Fig. 5. Validation of the tripartite P-QM complex.

a Structural context of the mutations in the AlphaFold model of the tripartite complex. The P-domain is colored red and the QM-domains are color-coded as in Fig. 1. Red spheres indicate mutants that showed a significant effect in the growth assay and are labelled. White spheres represent the remaining mutants. b Growth defect after 17 h (compared to a wildtype culture and normalized to the negative control) of TRAP transporter mutants in a sialic acid uptake assay. The positions of the mutants with respect to the tripartite complex are indicated by labels and the color code. Data are presented as mean values ± SD of n ≥ 3 independent experiments. Source data are provided as a Source Data file.

Fig. 6. Single-molecule interaction studies of HiSiaQM and HiSiaP on solid-supported bilayers (SSBs).

a HiSiaQM variants were integrated into DOPC (1,2-Dioleoyl-sn-glycero-3-phosphocholine) SSBs and their interaction with single AF-647-labelled P-domain variants or AF-555-labelled VHH_QM3 was observed by TIRF microscopy. b SSB containing HiSiaQM visualised with AF-555 labelled VHH_QM3. c As a control, VHH_QM3-AF-555 was added to an SSB in the absence of HiSiaQM. No unspecific binding was observed. d–p Top row: first frame of an image sequence of a typical set of data. Bottom row: maximum intensity projections of the respective image sequence. The conditions are indicated below each panel. q Normalised interactions per second of P-domain variants with a SSB containing HiSiaQM variants. Unless otherwise stated, the P-domains were pre-incubated with 10 mM sialic acid (Neu5Ac). Statistical significance of the P-mutants and controls was assessed by applying a two-sided unpaired Student’s t-test with a 95% confidence interval (*p < 0.01, **p < 0.001). The full dots represent the average results of n = 3 independently prepared samples, respectively. The bars represent the mean value of the three averages. The distribution of the full dots indicates for every condition the reproducibility of the results. For each of these three samples, a fresh bilayer was prepared on a new coverslip and n = 30 individual measurements were performed. The underlying data is compiled in Supplementary Table 3. The scale bars equal 3 μm. r Sensorgrams showing the interaction of the P-domain with immobilised QM-domains (HiSiaQM K273C-biotin in DDM) in the absence (red) or presence (green) of sialic acid (5 mM). The green curve was fit with a 1:1 binding model (grey). Four independent experiments were performed. s Competition experiment between the P-domain and VHH_QM3 for the immobilized QM-domains. Green curve: a buffer injection followed by an injection of the P-domain. Orange curve: the chip surface was saturated with VHH_QM3 before the P-domain was added. Single experiment, supported by multiple other experiments in this study (e.g. panel (f), Fig. 3b, the cryo-EM structure). Source data are provided as a Source Data file.

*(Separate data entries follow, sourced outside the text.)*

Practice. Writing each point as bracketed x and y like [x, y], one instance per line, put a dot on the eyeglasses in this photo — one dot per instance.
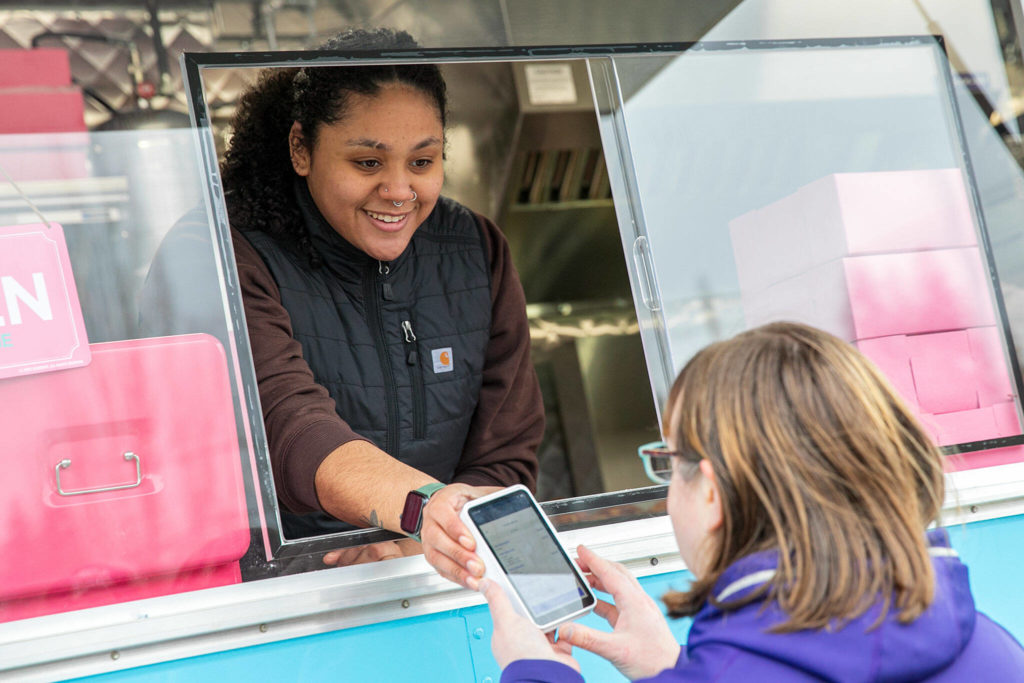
[656, 461]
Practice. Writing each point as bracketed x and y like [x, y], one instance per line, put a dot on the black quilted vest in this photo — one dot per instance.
[399, 345]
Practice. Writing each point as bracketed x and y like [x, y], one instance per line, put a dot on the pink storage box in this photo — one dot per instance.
[851, 214]
[142, 442]
[38, 67]
[892, 356]
[862, 297]
[962, 426]
[41, 111]
[944, 375]
[887, 211]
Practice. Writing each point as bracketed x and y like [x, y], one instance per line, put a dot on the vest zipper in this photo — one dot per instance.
[419, 391]
[375, 315]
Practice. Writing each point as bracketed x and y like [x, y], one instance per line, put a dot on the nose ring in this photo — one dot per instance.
[397, 204]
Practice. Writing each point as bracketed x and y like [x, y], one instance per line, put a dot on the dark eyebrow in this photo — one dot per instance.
[377, 144]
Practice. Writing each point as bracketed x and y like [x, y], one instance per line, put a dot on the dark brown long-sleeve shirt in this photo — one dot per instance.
[301, 422]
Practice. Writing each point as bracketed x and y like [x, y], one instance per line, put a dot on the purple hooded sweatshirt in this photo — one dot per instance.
[950, 641]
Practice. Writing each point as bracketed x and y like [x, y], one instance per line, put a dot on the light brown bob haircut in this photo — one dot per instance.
[816, 457]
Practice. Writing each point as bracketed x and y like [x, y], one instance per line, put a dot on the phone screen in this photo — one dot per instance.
[532, 558]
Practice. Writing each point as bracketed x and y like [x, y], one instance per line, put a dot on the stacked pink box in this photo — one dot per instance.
[42, 117]
[890, 261]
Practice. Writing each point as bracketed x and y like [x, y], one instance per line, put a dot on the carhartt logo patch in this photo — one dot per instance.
[442, 359]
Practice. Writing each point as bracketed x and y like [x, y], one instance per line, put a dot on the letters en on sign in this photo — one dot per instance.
[41, 325]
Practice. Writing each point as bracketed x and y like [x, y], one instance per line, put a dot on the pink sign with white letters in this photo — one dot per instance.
[41, 325]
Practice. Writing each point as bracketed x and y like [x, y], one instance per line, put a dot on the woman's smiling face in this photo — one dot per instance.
[388, 147]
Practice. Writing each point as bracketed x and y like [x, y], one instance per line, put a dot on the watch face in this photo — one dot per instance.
[412, 513]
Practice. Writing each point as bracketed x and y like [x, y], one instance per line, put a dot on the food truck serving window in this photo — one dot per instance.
[655, 198]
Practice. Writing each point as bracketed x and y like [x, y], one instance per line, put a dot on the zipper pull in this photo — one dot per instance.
[413, 356]
[386, 291]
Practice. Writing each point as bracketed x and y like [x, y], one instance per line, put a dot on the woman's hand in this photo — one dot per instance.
[448, 545]
[640, 643]
[515, 637]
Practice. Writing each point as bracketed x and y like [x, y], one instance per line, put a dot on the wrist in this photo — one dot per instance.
[411, 520]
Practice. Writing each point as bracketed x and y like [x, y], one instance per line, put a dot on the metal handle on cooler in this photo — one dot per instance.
[129, 456]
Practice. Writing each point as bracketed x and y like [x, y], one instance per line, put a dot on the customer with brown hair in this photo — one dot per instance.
[801, 487]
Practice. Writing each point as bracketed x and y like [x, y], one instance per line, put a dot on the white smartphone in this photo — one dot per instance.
[521, 553]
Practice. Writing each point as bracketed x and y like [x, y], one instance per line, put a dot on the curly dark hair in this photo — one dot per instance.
[257, 169]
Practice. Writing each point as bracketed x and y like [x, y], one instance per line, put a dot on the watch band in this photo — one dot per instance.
[411, 520]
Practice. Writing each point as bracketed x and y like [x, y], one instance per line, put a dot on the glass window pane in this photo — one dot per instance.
[823, 181]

Fig. 7. Proposed mechanism of TRAP transporters.

The schematic shows the components of the transport reaction in the different steps (numbers in circles) of the proposed transport mechanism, which are explained in the main text. The conformational state of the QM domains is annotated: C_i—inward open; C_o—outward open; C_o-S—outward open, substrate bound; C_i—S inward open, substrate bound. Neu5Ac—sialic acid (N-acetylneuraminic acid).